I 140000 accessi al Marco Simoncelli World Circuit in questo 2023 non sono paragonabili ai numeri pazzeschi degli anni passati, ma sono una cifra straordinaria se si considera il 2022. Non solo per i freddi numeri, ma pure per il calore che quei 140000 hanno espresso. Insomma, lo spirito delle corse c’è ancora e non è affatto andato perso. Come se questo nuovo modo di “essere corse” può guardare oggi al vecchio modo di “essere corse” e gridargli, appunto, “Babbo, ce l’ho fatta!”.
La stessa cosa che, in qualche modo, possono gridare tutti i nuovi piloti a un babbo ideale che potrebbe essere Valentino Rossi o, vista l’impresa di Misano, magari pure Dani Pedrosa.

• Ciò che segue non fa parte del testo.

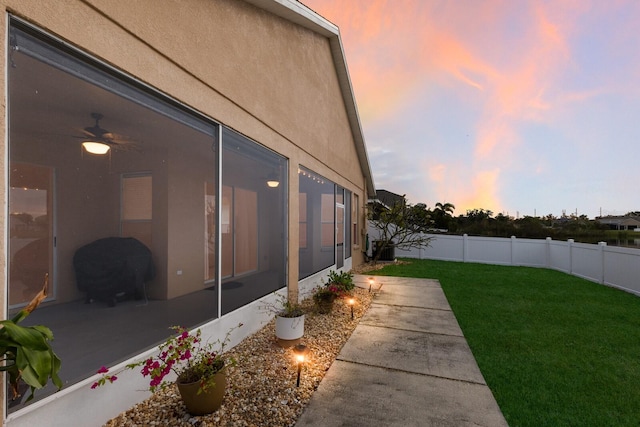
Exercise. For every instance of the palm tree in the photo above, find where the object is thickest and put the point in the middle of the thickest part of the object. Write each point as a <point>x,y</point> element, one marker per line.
<point>443,213</point>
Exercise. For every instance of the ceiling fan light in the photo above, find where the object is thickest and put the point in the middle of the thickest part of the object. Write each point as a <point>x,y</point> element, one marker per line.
<point>272,180</point>
<point>95,147</point>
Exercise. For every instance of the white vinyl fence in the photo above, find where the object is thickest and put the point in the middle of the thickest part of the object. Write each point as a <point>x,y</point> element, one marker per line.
<point>609,265</point>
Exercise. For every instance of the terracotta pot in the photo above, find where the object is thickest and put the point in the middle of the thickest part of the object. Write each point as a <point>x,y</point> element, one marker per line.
<point>207,401</point>
<point>289,330</point>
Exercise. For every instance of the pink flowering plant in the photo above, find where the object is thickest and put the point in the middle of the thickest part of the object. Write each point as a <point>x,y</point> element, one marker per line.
<point>184,354</point>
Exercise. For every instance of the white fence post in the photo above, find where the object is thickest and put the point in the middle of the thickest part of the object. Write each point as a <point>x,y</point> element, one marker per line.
<point>465,247</point>
<point>570,249</point>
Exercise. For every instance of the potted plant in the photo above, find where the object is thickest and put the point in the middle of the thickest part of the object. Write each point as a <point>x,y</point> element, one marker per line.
<point>343,280</point>
<point>200,369</point>
<point>324,296</point>
<point>289,320</point>
<point>26,350</point>
<point>338,285</point>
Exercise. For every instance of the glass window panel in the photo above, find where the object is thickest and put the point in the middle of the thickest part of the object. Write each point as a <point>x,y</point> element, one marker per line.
<point>52,97</point>
<point>30,231</point>
<point>319,252</point>
<point>254,221</point>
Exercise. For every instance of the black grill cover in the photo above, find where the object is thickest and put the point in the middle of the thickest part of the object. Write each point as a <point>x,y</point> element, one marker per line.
<point>109,267</point>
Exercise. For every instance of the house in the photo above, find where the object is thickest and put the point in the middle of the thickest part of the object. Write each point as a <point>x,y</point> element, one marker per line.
<point>626,222</point>
<point>223,135</point>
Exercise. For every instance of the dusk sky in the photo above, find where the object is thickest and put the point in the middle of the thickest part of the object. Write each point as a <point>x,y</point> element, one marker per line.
<point>518,107</point>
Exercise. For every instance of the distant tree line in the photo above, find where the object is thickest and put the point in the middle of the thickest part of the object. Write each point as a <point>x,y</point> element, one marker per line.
<point>481,222</point>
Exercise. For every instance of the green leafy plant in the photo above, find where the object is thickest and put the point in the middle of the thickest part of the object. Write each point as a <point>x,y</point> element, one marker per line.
<point>26,351</point>
<point>343,280</point>
<point>184,354</point>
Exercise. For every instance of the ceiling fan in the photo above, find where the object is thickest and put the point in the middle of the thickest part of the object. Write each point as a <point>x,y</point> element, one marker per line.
<point>97,140</point>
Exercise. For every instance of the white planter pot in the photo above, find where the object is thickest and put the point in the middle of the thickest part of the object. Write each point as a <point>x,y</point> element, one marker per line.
<point>289,328</point>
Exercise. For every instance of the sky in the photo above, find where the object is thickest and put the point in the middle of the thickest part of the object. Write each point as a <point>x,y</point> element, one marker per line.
<point>520,107</point>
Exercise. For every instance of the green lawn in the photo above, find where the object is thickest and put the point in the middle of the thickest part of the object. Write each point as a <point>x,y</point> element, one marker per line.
<point>555,350</point>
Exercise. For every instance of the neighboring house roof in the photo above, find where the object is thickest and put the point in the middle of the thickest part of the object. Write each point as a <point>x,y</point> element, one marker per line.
<point>619,220</point>
<point>298,13</point>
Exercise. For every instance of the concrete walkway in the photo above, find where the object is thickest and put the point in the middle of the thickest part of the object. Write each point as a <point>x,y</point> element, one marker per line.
<point>406,364</point>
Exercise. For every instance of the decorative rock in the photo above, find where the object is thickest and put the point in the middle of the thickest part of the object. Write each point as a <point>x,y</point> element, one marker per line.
<point>261,388</point>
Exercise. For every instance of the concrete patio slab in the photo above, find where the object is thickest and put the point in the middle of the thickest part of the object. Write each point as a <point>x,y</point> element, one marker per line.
<point>406,364</point>
<point>363,396</point>
<point>424,353</point>
<point>435,321</point>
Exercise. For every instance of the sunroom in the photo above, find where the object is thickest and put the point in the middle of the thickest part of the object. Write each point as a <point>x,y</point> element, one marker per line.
<point>197,207</point>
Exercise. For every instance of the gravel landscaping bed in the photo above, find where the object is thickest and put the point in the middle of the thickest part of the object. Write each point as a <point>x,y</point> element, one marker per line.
<point>262,388</point>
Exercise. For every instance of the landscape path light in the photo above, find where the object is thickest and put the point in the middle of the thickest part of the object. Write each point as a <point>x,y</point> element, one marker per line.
<point>300,352</point>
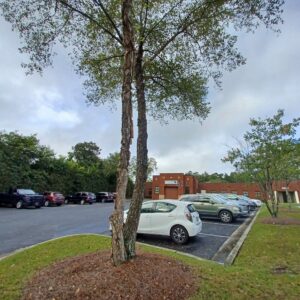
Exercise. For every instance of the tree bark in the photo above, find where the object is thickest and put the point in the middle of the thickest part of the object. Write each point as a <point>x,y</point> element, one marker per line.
<point>118,248</point>
<point>142,160</point>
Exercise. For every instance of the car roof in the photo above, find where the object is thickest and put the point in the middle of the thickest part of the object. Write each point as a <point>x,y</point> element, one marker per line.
<point>170,201</point>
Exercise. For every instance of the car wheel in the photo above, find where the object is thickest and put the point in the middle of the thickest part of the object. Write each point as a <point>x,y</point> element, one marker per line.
<point>19,204</point>
<point>225,216</point>
<point>179,234</point>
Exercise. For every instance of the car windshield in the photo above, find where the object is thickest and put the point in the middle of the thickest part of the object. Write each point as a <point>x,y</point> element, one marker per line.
<point>25,192</point>
<point>191,208</point>
<point>220,198</point>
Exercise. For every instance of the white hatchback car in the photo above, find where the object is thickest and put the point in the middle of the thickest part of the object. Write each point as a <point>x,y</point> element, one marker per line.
<point>173,218</point>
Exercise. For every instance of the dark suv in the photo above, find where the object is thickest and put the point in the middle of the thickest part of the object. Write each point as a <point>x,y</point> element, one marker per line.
<point>104,197</point>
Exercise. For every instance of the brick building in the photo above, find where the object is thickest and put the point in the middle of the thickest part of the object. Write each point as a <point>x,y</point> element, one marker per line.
<point>173,185</point>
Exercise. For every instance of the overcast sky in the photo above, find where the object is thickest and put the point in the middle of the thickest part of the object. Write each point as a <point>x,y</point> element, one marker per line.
<point>53,106</point>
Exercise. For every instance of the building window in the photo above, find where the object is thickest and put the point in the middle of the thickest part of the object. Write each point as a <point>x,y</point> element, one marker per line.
<point>186,190</point>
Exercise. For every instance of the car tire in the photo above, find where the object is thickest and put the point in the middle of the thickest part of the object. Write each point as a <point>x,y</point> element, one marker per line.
<point>225,216</point>
<point>19,204</point>
<point>179,234</point>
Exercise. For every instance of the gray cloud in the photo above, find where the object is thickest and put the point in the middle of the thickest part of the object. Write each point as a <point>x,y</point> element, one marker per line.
<point>53,106</point>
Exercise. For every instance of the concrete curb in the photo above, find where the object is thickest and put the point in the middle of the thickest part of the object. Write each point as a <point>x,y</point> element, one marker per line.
<point>234,252</point>
<point>174,251</point>
<point>44,242</point>
<point>234,243</point>
<point>78,234</point>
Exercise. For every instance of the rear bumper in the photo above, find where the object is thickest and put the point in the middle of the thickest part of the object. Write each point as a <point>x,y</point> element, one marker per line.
<point>193,229</point>
<point>33,202</point>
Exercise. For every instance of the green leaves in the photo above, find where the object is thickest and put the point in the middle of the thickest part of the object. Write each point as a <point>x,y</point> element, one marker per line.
<point>269,153</point>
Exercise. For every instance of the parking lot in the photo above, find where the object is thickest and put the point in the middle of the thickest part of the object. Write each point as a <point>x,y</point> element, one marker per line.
<point>205,245</point>
<point>26,227</point>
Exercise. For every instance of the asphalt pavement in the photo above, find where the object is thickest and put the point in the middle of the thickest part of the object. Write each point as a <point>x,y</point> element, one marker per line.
<point>20,228</point>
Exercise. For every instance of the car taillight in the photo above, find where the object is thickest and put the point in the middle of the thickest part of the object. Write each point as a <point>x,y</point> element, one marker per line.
<point>26,198</point>
<point>188,215</point>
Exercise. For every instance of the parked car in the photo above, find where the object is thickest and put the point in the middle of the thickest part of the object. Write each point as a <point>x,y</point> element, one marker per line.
<point>20,198</point>
<point>53,198</point>
<point>80,198</point>
<point>213,206</point>
<point>173,218</point>
<point>242,200</point>
<point>257,202</point>
<point>93,196</point>
<point>104,197</point>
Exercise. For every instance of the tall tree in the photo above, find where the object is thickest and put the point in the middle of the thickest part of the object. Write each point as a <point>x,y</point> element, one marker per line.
<point>267,153</point>
<point>99,35</point>
<point>151,168</point>
<point>180,44</point>
<point>169,48</point>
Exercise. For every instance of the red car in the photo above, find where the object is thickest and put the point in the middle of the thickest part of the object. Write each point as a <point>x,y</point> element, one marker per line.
<point>53,198</point>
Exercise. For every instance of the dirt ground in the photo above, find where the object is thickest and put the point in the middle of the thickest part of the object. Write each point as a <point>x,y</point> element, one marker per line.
<point>92,276</point>
<point>280,221</point>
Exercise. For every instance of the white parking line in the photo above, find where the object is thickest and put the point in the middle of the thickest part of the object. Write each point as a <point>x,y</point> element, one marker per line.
<point>214,235</point>
<point>222,224</point>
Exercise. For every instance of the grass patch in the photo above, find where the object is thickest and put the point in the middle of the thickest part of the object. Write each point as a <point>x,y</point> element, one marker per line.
<point>267,266</point>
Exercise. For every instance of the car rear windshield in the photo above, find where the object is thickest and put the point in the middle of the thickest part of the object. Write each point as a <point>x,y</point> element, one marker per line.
<point>25,192</point>
<point>191,208</point>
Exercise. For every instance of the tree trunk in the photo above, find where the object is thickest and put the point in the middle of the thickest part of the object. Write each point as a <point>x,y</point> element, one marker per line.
<point>118,248</point>
<point>288,197</point>
<point>142,160</point>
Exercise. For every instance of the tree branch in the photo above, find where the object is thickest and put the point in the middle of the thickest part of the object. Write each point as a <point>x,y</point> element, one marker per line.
<point>109,18</point>
<point>87,16</point>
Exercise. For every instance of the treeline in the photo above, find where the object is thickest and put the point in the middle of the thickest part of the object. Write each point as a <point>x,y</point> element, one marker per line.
<point>233,177</point>
<point>24,162</point>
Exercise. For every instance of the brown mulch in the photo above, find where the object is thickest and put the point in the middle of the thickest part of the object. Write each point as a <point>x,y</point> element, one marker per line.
<point>280,221</point>
<point>92,276</point>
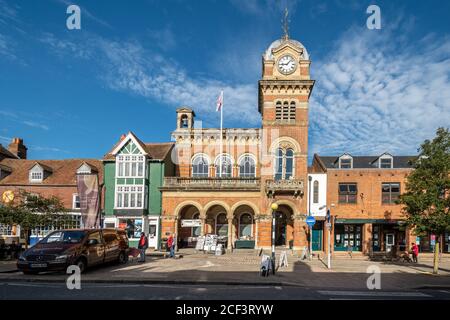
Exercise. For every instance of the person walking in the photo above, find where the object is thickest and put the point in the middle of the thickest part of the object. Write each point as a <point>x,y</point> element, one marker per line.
<point>415,251</point>
<point>171,245</point>
<point>142,246</point>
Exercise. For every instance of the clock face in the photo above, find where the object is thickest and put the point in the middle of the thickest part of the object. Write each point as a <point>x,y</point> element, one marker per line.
<point>287,64</point>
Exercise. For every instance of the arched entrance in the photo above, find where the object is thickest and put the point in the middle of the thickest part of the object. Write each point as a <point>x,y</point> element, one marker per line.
<point>284,226</point>
<point>187,236</point>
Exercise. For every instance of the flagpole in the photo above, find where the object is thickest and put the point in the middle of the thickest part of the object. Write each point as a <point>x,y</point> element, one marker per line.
<point>221,136</point>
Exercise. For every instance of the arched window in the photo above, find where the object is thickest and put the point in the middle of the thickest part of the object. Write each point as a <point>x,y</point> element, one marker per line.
<point>279,164</point>
<point>245,226</point>
<point>200,166</point>
<point>222,224</point>
<point>289,171</point>
<point>284,164</point>
<point>195,231</point>
<point>285,110</point>
<point>316,192</point>
<point>292,111</point>
<point>184,122</point>
<point>247,167</point>
<point>278,111</point>
<point>223,166</point>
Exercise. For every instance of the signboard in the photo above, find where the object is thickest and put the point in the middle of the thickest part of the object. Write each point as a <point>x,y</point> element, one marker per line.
<point>200,243</point>
<point>310,221</point>
<point>189,223</point>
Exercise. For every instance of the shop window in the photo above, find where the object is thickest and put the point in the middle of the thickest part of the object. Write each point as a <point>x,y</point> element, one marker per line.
<point>316,192</point>
<point>347,192</point>
<point>133,227</point>
<point>222,225</point>
<point>245,226</point>
<point>347,235</point>
<point>390,192</point>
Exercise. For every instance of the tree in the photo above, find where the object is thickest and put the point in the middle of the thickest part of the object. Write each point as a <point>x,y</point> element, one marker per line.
<point>427,197</point>
<point>31,211</point>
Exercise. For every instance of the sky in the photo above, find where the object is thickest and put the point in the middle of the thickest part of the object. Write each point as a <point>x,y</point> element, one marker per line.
<point>73,93</point>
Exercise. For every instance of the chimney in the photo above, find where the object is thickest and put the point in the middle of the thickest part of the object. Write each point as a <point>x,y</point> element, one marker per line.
<point>18,148</point>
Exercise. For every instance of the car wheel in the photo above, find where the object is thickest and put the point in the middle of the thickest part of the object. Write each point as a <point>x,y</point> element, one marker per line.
<point>81,263</point>
<point>122,258</point>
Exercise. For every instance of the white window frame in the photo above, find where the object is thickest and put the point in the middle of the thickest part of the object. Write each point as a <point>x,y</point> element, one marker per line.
<point>37,170</point>
<point>346,157</point>
<point>240,159</point>
<point>128,189</point>
<point>74,196</point>
<point>128,160</point>
<point>198,155</point>
<point>383,157</point>
<point>217,163</point>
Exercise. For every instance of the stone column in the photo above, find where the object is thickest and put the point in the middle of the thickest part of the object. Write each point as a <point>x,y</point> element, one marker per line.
<point>230,233</point>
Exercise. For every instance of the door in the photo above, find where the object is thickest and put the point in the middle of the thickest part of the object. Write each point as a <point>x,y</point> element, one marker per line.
<point>280,229</point>
<point>153,233</point>
<point>112,249</point>
<point>317,236</point>
<point>95,248</point>
<point>390,242</point>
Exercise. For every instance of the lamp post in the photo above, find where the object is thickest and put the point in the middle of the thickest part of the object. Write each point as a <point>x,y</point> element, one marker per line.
<point>309,214</point>
<point>274,207</point>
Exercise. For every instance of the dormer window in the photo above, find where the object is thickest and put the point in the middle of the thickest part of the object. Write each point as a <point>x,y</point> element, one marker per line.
<point>385,162</point>
<point>345,162</point>
<point>36,174</point>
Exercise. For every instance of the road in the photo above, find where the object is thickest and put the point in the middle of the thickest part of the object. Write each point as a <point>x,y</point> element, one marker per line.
<point>91,291</point>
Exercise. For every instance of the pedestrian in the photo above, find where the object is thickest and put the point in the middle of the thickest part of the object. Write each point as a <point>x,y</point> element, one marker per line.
<point>171,245</point>
<point>415,252</point>
<point>142,246</point>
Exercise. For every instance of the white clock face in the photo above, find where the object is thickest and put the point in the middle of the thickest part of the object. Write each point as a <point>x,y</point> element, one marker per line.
<point>287,64</point>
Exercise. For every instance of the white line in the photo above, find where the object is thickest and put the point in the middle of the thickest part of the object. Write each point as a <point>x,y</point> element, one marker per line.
<point>373,293</point>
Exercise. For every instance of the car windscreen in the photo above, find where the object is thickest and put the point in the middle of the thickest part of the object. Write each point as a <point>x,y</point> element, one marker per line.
<point>64,237</point>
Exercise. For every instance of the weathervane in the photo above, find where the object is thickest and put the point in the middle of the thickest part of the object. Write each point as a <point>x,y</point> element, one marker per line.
<point>285,24</point>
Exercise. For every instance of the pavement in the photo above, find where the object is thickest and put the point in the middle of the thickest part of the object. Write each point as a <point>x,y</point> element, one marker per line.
<point>242,269</point>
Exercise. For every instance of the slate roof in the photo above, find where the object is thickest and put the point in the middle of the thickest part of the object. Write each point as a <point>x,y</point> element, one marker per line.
<point>366,162</point>
<point>6,153</point>
<point>63,172</point>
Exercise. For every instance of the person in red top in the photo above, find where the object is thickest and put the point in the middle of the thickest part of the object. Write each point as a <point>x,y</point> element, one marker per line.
<point>142,246</point>
<point>415,251</point>
<point>171,245</point>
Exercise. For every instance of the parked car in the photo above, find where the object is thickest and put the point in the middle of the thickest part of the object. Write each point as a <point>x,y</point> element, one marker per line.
<point>81,247</point>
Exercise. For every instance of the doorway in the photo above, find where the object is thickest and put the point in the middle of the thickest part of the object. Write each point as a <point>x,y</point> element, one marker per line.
<point>280,229</point>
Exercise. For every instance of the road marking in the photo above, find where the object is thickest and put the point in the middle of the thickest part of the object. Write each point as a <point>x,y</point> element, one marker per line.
<point>373,293</point>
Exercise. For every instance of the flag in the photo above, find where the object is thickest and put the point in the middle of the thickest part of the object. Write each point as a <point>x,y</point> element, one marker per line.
<point>219,101</point>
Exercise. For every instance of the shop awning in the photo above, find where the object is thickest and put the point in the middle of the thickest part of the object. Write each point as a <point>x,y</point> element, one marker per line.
<point>363,221</point>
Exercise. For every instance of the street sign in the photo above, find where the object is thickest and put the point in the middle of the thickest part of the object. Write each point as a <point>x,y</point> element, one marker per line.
<point>310,221</point>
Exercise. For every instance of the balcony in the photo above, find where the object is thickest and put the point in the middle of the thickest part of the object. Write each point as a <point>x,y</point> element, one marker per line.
<point>181,183</point>
<point>294,187</point>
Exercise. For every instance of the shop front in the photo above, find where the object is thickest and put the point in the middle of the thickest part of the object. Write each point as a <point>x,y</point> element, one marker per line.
<point>347,236</point>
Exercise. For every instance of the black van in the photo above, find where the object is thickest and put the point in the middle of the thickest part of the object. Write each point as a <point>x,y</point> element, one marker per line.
<point>81,247</point>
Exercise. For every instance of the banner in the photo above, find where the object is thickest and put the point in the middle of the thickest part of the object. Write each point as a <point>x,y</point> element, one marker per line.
<point>88,193</point>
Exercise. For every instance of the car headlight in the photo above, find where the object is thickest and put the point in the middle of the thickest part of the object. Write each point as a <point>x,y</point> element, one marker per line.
<point>62,258</point>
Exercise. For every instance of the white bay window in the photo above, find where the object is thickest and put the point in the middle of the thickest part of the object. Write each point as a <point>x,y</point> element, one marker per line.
<point>130,166</point>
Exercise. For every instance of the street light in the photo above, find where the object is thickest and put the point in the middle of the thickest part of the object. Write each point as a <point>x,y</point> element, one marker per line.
<point>274,207</point>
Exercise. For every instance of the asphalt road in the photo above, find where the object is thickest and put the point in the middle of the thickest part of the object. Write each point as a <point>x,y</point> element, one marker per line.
<point>91,291</point>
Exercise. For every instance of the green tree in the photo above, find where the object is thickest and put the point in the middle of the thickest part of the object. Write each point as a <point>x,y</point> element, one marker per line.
<point>427,197</point>
<point>30,211</point>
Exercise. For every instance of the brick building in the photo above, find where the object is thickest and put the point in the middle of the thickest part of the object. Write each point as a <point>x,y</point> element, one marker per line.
<point>227,180</point>
<point>44,177</point>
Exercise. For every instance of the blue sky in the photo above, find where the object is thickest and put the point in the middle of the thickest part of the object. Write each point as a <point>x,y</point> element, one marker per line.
<point>72,93</point>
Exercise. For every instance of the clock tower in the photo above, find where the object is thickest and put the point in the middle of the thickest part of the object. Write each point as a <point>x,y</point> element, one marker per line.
<point>283,101</point>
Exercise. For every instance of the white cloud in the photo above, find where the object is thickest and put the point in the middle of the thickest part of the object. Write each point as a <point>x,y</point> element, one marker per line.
<point>376,93</point>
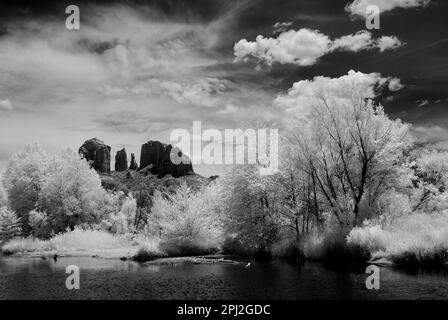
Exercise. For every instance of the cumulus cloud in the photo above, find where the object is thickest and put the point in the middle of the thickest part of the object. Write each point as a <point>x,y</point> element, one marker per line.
<point>431,135</point>
<point>302,47</point>
<point>358,7</point>
<point>388,43</point>
<point>303,93</point>
<point>395,84</point>
<point>280,27</point>
<point>305,46</point>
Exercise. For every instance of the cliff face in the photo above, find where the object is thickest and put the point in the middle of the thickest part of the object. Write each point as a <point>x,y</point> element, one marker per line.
<point>155,157</point>
<point>97,153</point>
<point>121,161</point>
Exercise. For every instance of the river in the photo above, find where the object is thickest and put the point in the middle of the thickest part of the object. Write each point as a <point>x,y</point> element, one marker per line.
<point>32,278</point>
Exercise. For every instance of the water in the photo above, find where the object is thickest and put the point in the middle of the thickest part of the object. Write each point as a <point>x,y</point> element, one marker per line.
<point>28,278</point>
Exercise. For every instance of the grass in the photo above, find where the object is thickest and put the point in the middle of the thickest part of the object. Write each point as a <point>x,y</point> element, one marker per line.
<point>76,240</point>
<point>414,240</point>
<point>23,245</point>
<point>154,248</point>
<point>149,250</point>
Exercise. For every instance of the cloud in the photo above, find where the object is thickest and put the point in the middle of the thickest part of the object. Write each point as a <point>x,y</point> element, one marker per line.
<point>358,7</point>
<point>434,136</point>
<point>303,93</point>
<point>302,47</point>
<point>280,27</point>
<point>5,105</point>
<point>395,84</point>
<point>388,43</point>
<point>362,40</point>
<point>305,46</point>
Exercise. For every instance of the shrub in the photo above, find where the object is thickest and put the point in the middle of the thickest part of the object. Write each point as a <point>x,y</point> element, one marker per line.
<point>10,224</point>
<point>79,239</point>
<point>39,223</point>
<point>149,250</point>
<point>19,245</point>
<point>187,222</point>
<point>416,239</point>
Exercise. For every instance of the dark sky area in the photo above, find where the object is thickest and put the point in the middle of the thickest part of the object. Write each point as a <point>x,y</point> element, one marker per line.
<point>138,69</point>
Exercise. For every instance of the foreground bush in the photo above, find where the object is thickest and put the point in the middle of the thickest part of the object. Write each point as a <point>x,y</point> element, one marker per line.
<point>23,245</point>
<point>77,239</point>
<point>10,224</point>
<point>416,239</point>
<point>332,246</point>
<point>187,222</point>
<point>149,250</point>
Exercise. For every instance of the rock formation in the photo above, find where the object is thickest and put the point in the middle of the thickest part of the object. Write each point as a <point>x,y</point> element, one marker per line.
<point>121,161</point>
<point>97,153</point>
<point>133,165</point>
<point>157,155</point>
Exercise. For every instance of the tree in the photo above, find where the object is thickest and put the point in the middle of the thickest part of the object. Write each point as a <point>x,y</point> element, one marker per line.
<point>73,194</point>
<point>188,222</point>
<point>351,148</point>
<point>3,197</point>
<point>431,170</point>
<point>23,179</point>
<point>10,225</point>
<point>39,224</point>
<point>251,206</point>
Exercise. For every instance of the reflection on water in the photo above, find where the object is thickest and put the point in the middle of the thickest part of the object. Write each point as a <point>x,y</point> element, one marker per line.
<point>26,278</point>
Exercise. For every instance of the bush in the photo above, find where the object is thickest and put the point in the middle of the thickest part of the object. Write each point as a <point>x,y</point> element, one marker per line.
<point>23,180</point>
<point>80,239</point>
<point>26,245</point>
<point>187,222</point>
<point>416,239</point>
<point>39,223</point>
<point>149,250</point>
<point>10,224</point>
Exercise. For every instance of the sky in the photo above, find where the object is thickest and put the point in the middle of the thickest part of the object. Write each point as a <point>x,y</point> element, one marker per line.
<point>137,70</point>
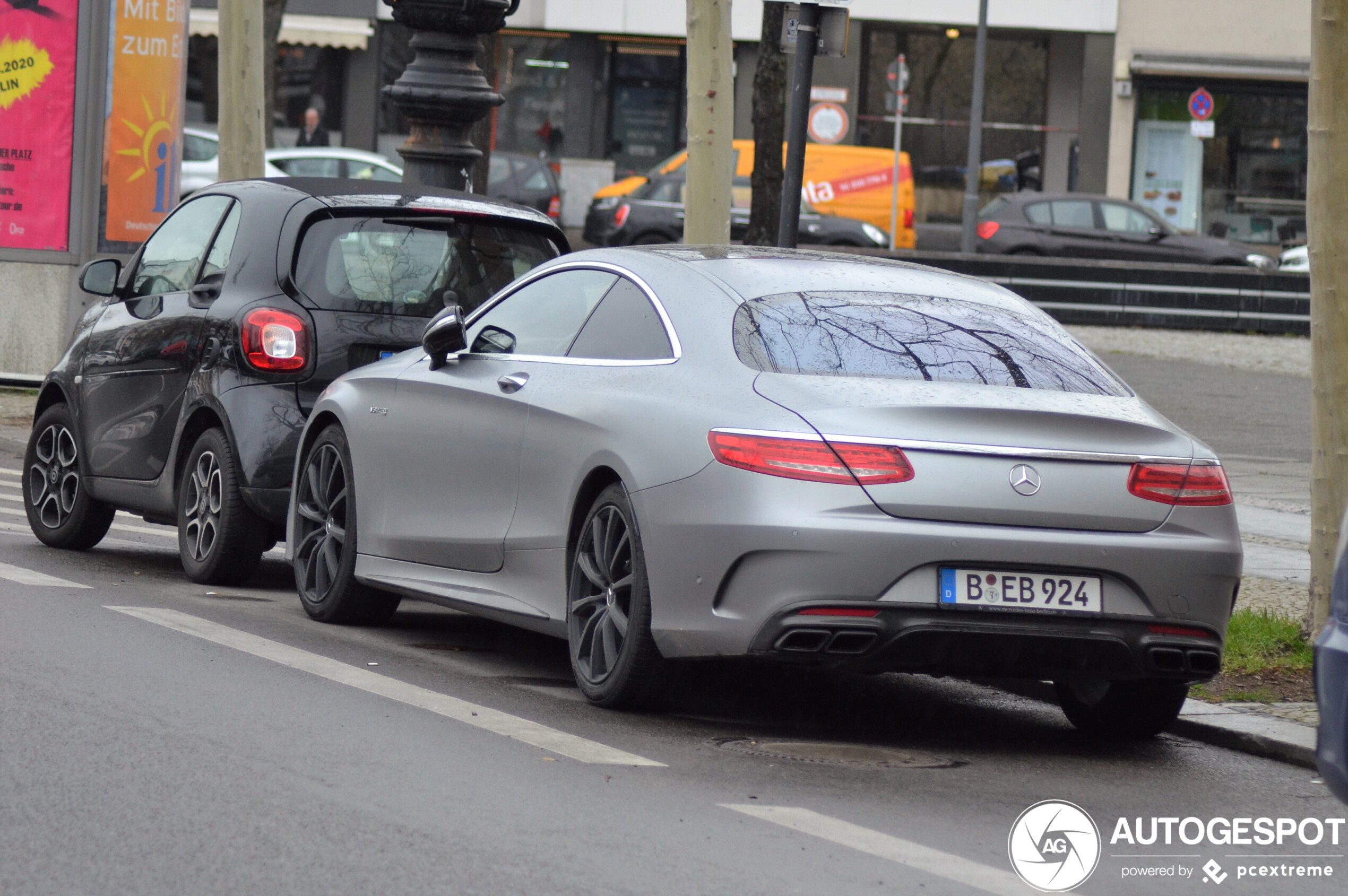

Un “Babbo ce l’ho fatta” urlato da sotto la quercia che porta il nome del SIC a babbi che stanno ancora lì, che sono semplicemente assenti – o presenti in maniera differente – ma assolutamente non perduti. Tanto che se uno, Dani Pedrosa, era addirittura in pista a far capire che il manico – proprio come lo spirito – non conosce ruggine, l’altro, Valentino Rossi, se ne è stato per quasi tre giorni di fila in piedi su una sorta di trespolo, in un punto del circuito da cui è possibile tenere d’occhio un po’ tutto, dentro una veste che è nuova, ma che ricopre la stessa sostanza di sempre. Lì, pronto a vedere, simbolicamente, i suoi pilotini gridargli da sopra il podio o da sotto la bandiera a scacchi, un “babbo, ce l’ho fatta”. Che poi, in qualche modo, mica è così nuovo rispetto a prima. A Misano, ad esempio, c’è stato il pilota che ha saputo andare oltre al dolore, Pecco, come facevano quelli di una volta. E c’è stato quello che, tra stomaco vuoto, euforia, antidolorifici presi prima della gara e prosecco sul podio, in conferenza stampa c’è arrivato in uno stato molto simile a quello di chi sta mezzo brillo (Marco Bezzecchi). Certo, non saranno le sbornie vantate da Lucchinelli, ma siamo sicuri che ora non sia meglio e assolutamente più genuino? E’ un “babbo ce l’ho fatta” anche questo dubbio. E’ roba grossa e pure un bel po’ potente. E per niente scontata. Perché in qualche modo – sia chiaro: non è una polemica – “Babbo ce l’ho fatta” possono gridarlo anche tutte le nuove leve di quelli che fanno il mestiere di raccontare il motorsport, a quei “padri professionali” che magari vivono un po’ la sofferenza di quanto fosse meglio prima. Non era meglio, era quello lì in quel momento lì. Che non potrebbe essere adesso. Il 2022 ha segnato quel disorientamento a cui porta ogni cambiamento, il 2023 a Misano (ma a dopo una stagione che l’aveva già lasciato intendere) ha dimostrato, invece, che la mezzanotte della notte del mondo è lontana – o forse è già superata – e che “rifiorire” è ancora il verbo perfetto anche quando si sta in mezzo a odore di benzina che brucia, scarichi aperti e gente che celebra la vita sfidando la morte, mentre insegue “un tempo ancora migliore”.